L’analisi, basata sui dati Istat, rivela che il numero di occupati a Bologna ha raggiunto quota 196.926 con un incremento del 7,9% rispetto all’anno precedente. Contemporaneamente, il numero di disoccupati è sceso a 7.383 con un calo del 27,1%. Questi dati collocano Bologna come la città con il minor numero di inattivi tra i grandi comuni, con un tasso di inattività del 20,6% inferiore a quello di Milano e Firenze.
Bologna supera Milano e Firenze nel mercato del lavoro
Con un tasso di occupazione del 76,4% Bologna ha superato Milano, che si è fermata al 75,8% e Firenze, con il 73,4%. Genova, con il 70,2% si è posizionata al quarto posto. Questi dati evidenziano una crescita significativa del mercato del lavoro bolognese, che ha visto un aumento del 7,9% degli occupati nel 2026.
L’area metropolitana di Bologna si distingue anche per il tasso di occupazione del 74,2% il più alto in Italia. Inoltre, la disoccupazione femminile nell’area metropolitana è crollata dal 5,6% del 2026 al 2,9% del 2026, con una riduzione di 2,7 punti percentuali.
I dati regionali della Liguria
Nel primo trimestre del 2026, la Liguria ha registrato un’occupazione stabile a 651mila unità con un aumento dei disoccupati da 34mila a 39mila portando il tasso di disoccupazione dal 5,2% al 5,8%. Il settore dei servizi ha subito una contrazione di 12mila occupati passando da 508mila a 496mila. Il comparto del commercio, alberghi e ristorazione ha registrato una diminuzione di 13mila lavoratori dipendenti mentre i lavori indipendenti sono aumentati da 41mila a 44mila.
In controtendenza, l’industria ha visto un aumento degli occupati a 146mila rispetto ai 138mila del primo trimestre del 2026. Questi dati riflettono le dinamiche complesse del mercato del lavoro regionale, con settori in crescita e altri in difficoltà.

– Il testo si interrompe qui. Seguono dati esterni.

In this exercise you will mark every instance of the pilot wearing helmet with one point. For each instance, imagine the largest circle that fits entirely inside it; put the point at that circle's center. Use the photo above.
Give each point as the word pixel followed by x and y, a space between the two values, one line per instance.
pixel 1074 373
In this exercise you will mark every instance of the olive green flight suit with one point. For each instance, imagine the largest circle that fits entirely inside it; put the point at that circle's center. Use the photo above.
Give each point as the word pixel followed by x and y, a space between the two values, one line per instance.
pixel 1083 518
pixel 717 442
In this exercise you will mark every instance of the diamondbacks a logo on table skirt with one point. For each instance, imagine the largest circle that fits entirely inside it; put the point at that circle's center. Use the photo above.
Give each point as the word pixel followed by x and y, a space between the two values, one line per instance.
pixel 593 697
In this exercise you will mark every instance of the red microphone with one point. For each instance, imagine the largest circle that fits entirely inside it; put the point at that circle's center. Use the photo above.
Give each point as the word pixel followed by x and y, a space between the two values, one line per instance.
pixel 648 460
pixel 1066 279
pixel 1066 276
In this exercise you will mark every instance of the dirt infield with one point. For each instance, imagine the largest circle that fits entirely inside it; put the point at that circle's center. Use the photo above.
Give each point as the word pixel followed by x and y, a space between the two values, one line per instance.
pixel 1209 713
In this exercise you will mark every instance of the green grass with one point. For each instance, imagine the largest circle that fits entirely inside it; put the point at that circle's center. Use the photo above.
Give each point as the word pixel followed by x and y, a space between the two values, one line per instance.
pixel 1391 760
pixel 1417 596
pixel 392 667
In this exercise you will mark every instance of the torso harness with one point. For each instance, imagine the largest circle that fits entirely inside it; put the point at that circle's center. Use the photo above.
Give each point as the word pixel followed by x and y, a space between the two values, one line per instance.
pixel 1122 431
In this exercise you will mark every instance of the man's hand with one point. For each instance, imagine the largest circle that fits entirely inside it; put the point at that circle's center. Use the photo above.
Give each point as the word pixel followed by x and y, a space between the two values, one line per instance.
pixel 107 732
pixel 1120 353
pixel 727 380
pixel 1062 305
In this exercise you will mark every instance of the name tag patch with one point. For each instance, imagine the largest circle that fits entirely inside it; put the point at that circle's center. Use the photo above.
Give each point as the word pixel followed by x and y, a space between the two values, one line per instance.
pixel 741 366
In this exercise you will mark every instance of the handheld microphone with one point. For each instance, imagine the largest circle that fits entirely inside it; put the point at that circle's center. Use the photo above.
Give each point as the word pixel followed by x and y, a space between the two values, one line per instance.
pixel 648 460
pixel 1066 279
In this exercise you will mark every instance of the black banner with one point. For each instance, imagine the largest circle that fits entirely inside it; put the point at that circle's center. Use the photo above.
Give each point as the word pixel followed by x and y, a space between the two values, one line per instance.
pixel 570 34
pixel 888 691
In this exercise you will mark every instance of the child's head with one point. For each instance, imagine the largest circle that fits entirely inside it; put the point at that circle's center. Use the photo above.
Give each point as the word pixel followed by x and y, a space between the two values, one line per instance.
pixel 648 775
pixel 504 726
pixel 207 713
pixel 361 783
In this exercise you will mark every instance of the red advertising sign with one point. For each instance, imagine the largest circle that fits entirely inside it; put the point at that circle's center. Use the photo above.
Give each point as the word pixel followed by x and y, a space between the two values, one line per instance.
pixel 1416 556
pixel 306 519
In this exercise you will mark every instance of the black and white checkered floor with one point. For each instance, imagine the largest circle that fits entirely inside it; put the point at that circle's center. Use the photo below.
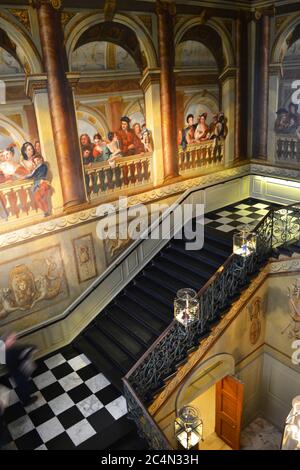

Le sfide future per Bologna
Nonostante i risultati positivi, il sindaco Matteo Lepore ha sottolineato la necessità di affrontare due fronti cruciali: i salari e il costo della vita. Bologna deve ambire a ridurre le diseguaglianze e diventare una città metropolitana più equa. Lepore ha annunciato l’intenzione di coinvolgere sindacati e categorie per affrontare queste priorità, sia nel confronto sul bilancio del Comune che nel Piano Strategico Metropolitano.
Questi sforzi mirano a garantire che Bologna continui a crescere in modo sostenibile, riducendo le diseguaglianze e migliorando la qualità della vita per tutti i cittadini. La città emiliana si pone così come un modello di sviluppo economico e sociale, con un mercato del lavoro in continua espansione.